Vaccin obligatoire et phénomène de "rattrapage". Le caractère obligatoire du vaccin ROR, entré en vigueur le 1er janvier 2018 pour les nouveaux-nés, changera-t-il la donne ? Interrogé par France 3, le chef du service pédiatrie générale à l'AP-HP, Emmanuel Grimpel, pointe qu'une génération d'enfants est passée entre les mailles du filet : "tous les sujets qui n'ont pas été rattrapés n'ont pas été vaccinés, et c'est ce rattrapage-là qui serait indispensable". Auprès du Parisien, Agnès Buzyn compte, elle, sur une sensibilisation des familles au sens large et affirme que les professionnels de santé ont déjà observé "un rattrapage progressif de la vaccination" : "les parents qui ont des nourrissons et qui doivent donc maintenant être obligatoirement immunisés ont pris conscience qu'il n'y avait pas de raison de ne pas le faire avec leurs autres enfants, plus âgés."
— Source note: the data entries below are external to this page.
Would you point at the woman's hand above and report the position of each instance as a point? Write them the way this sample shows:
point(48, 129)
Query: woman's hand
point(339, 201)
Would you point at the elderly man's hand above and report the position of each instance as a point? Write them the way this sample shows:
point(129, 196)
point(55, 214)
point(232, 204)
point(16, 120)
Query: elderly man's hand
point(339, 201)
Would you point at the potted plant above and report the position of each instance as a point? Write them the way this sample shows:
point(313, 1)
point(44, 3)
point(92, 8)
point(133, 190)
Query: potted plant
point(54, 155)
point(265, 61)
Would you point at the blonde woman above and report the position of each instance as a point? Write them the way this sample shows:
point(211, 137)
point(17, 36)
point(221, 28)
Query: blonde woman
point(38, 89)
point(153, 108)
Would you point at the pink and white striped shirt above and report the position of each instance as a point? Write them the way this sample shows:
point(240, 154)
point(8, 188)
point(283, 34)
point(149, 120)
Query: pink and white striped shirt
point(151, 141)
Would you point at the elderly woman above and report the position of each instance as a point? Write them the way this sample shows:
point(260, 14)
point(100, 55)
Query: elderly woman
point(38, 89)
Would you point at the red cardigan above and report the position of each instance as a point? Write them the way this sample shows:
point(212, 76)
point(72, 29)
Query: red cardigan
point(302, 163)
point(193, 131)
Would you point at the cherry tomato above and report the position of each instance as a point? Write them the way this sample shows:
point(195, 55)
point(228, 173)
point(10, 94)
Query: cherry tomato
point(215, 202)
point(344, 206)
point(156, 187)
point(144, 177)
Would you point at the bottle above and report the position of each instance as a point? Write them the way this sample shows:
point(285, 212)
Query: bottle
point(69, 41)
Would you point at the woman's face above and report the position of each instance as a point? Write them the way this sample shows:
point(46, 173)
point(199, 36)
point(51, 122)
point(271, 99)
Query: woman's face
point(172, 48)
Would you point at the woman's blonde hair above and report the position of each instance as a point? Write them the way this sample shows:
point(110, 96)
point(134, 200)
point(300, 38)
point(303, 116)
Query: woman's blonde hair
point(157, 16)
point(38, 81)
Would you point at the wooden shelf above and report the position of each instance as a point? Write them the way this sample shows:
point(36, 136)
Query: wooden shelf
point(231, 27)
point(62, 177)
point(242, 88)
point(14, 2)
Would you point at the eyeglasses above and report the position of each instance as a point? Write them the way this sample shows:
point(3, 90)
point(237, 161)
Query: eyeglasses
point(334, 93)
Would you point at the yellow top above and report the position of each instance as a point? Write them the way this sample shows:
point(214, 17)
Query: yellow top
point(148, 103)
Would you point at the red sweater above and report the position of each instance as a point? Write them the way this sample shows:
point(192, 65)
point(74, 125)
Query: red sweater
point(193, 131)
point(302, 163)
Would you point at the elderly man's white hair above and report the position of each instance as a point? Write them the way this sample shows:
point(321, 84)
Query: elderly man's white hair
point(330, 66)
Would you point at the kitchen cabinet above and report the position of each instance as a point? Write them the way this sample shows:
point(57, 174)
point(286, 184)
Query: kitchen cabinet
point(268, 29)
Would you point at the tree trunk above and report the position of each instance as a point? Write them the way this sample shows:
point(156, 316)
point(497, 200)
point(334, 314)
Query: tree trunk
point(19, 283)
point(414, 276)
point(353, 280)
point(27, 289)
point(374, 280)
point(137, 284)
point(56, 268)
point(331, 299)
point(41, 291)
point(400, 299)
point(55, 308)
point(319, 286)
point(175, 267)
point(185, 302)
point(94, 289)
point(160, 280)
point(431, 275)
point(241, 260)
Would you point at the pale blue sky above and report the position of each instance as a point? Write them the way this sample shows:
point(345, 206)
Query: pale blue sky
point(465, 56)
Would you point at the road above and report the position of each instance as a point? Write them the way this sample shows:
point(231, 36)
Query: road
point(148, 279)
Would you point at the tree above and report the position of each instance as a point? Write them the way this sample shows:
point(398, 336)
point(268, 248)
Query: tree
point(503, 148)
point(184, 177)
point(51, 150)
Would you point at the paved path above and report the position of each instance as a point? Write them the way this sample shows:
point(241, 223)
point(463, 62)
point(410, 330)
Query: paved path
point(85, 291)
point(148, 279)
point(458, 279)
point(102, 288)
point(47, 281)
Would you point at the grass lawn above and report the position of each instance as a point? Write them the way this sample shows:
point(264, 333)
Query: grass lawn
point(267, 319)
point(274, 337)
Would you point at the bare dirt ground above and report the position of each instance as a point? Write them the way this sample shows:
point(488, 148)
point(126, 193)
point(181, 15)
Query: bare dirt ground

Les personnes nées avant 1980 et les premières campagnes de vaccination ne sont pas concernées : la prévalence du virus avant cette date implique qu'ils ont forcément, à un moment, été en contact avec la maladie et développé une immunité "naturelle". Pour les autres, deux doses de vaccin sont toujours nécessaires, selon l'OMS.